Financial regulators agreed short selling, which bets on the price falls of stocks, could further drive down prices as investors flock to sell.
However, as the market recovered, 12 countries that banned short selling mostly lifted the ban except for Korea and Indonesia.
Will short selling be resumed?
In Korea, the Financial Services Commission, or the FSC, announced in February that the ban will be extended to May 2. From May 3, short selling will begin partially on Kospi 200 and Kosdaq 150 companies.
Financial regulators said resuming short selling in gradual steps could reduce shock in the stock market.
Can't short selling be banned for good?
Despite controversies, short selling could be a way of eliminating bubbles in the stock market, bringing stock prices to a reasonable level.
It is also one of investment strategies used by institutional investors to hedge risks.
Allowing short selling is also one of the criteria when global credit rating agencies like MSCI assess a country’s stock markets.
Market makers are allowed some short selling, even now, when short selling is officially banned.
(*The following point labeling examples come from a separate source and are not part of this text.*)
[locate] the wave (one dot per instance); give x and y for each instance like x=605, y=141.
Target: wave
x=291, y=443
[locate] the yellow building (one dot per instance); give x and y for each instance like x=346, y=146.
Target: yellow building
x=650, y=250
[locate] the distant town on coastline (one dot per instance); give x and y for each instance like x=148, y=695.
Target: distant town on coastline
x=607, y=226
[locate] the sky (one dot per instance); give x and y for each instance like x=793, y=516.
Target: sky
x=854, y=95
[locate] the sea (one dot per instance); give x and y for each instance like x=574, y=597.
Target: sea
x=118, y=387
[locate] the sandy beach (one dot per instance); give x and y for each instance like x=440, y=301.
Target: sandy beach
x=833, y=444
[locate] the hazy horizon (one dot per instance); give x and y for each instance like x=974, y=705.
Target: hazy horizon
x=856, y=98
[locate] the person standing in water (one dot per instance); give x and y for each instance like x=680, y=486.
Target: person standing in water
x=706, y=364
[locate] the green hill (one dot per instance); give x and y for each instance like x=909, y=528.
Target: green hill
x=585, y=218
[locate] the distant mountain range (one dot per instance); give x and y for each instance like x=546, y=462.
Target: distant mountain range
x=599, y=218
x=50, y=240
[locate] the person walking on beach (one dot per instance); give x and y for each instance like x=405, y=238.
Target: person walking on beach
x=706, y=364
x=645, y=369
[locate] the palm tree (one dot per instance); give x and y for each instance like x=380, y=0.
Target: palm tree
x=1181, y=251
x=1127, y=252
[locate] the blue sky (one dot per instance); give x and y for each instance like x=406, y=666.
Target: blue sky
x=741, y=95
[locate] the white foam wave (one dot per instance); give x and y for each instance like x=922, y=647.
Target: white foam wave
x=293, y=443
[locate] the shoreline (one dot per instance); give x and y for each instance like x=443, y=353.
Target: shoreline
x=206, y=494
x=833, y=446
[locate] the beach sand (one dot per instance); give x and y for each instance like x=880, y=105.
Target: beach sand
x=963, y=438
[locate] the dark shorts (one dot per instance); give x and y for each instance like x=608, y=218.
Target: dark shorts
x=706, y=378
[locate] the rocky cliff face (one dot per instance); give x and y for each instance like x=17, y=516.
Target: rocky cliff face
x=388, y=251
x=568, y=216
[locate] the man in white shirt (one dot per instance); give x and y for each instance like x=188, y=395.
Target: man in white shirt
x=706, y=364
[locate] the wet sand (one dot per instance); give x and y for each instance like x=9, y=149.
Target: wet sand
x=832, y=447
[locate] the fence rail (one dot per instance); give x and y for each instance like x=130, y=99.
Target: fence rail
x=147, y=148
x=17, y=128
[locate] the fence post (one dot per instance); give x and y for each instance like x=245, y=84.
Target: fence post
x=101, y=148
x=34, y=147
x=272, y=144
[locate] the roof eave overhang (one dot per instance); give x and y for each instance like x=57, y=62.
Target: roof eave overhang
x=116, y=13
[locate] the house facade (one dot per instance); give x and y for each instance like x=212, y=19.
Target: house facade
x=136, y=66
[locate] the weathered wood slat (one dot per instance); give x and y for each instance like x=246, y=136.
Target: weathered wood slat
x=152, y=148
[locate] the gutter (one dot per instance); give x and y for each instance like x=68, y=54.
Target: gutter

A Korea Exchange official said short selling by market makers is to some extent inevitable and necessary.
Short selling is currently allowed in all developed markets and banning it for a long time could drive institutional and foreign investors away from the local stock market, according to analysts, as the Korean market could be unattractive if they cannot involve short selling in their investment strategies.
The FSC referred to recent comments by the International Monetary Fund when announcing the resumption of short selling.
IMF Mission Chief for Korea Andreas Bauer said that while it is important to protect retail investors and have a leveled playing field, “an outright ban on short selling on those grounds is a very blunt instrument to address this concern” warning it could harm market efficiency.